The new product family, formerly code-named Poulson, succeeds the 65 nm 9300 series, code-named Tukwila, which was launched in February 2008.
Poulson represents a major shift in Intel's Itanium strategy. It is still the company's mainframe processor, but its focus is changing from legacy mainframe installations to a cloud infrastructure, both for private clouds as as well as cloud environments that are operated to enable a service model. Intel is also aligning the new Itanium much closer to its x86 architecture, making the 9500-series compatible with the Xeon E7 processor's 7500-series chipset. Intel noted that the new Itanium also shares the Xeon's memory buffer, interconnect and "industry standard" memory to make the Itanium more cost-efficient to produce.

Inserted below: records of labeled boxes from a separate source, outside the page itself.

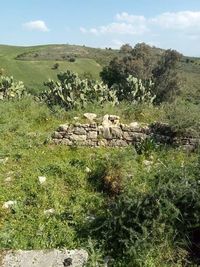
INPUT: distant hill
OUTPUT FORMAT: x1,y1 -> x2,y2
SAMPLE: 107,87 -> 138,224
0,44 -> 200,101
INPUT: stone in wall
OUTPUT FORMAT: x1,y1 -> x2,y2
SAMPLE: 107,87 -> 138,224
0,249 -> 88,267
52,113 -> 199,150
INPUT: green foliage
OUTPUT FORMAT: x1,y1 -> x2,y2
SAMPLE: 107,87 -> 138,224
164,99 -> 200,137
52,63 -> 59,70
94,152 -> 200,266
125,75 -> 156,104
0,76 -> 26,100
42,71 -> 118,110
100,43 -> 155,87
153,50 -> 182,104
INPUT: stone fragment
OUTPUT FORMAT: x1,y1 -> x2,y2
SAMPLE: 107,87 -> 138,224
0,249 -> 88,267
70,134 -> 86,141
4,176 -> 12,183
102,114 -> 112,127
102,126 -> 112,140
98,139 -> 108,147
0,157 -> 8,164
61,138 -> 73,146
44,208 -> 55,215
52,132 -> 63,139
58,124 -> 69,132
108,115 -> 120,125
83,113 -> 97,122
74,126 -> 86,135
74,117 -> 79,121
85,167 -> 92,173
38,176 -> 47,184
109,139 -> 128,147
110,126 -> 123,139
2,200 -> 17,209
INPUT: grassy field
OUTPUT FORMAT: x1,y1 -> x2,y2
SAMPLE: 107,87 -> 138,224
0,97 -> 200,267
0,46 -> 102,92
0,45 -> 200,101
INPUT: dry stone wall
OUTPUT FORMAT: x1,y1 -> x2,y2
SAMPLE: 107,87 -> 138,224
52,113 -> 199,150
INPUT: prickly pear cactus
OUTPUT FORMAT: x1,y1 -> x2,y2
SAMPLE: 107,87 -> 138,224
41,71 -> 118,109
127,75 -> 156,104
0,76 -> 26,100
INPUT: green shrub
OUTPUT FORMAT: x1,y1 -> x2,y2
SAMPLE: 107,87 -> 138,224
91,152 -> 200,266
0,76 -> 26,100
41,71 -> 118,110
164,100 -> 200,137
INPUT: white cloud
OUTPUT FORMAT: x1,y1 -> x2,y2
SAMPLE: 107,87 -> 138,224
116,12 -> 146,24
80,27 -> 87,33
80,11 -> 200,35
151,11 -> 200,30
23,20 -> 49,32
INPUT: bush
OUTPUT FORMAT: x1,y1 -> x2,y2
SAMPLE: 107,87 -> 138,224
0,76 -> 26,100
164,99 -> 200,137
41,71 -> 118,110
91,152 -> 200,266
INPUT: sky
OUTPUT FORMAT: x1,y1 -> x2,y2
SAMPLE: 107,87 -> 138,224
0,0 -> 200,56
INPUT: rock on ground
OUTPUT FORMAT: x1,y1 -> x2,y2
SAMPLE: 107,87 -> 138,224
0,249 -> 88,267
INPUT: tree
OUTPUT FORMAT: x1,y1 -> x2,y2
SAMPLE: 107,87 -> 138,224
52,63 -> 59,70
119,44 -> 133,54
152,49 -> 182,104
100,43 -> 152,100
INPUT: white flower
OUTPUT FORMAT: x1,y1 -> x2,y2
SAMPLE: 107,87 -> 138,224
38,176 -> 47,184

Compared to its predecessor, the Itanium 9500 delivers up to 2.4x improved performance and 33 percent greater bandwidth. the 3.1 billion transistor chip integrates up to 54 MB on-die memory, and supports up to 2 TB of low voltage DIMMs in a four-socket configuration. The power band is also slightly improved. Whereas the 9300 series ran from 1.6 GHz to 1.73 GHz at 130 watts to 185 watts, the 9500 series is clocked from 1.73 GHz to 2.53 GHz and rated at a maximum power consumption of 130 watts to 170 watts.
At launch, Intel is offered four versions of the 32 nm Itanium. The 9520 (quad-core, 1.73 GHz), 9540 (8-core, 2.13 GHz), 9550 (quad-core, 2.4 GHz), and 9560 (8-core, 2.53 GHz). Tray-pricing starts at $1,350 for the 9520 and tops out at $4,650 for the 9560.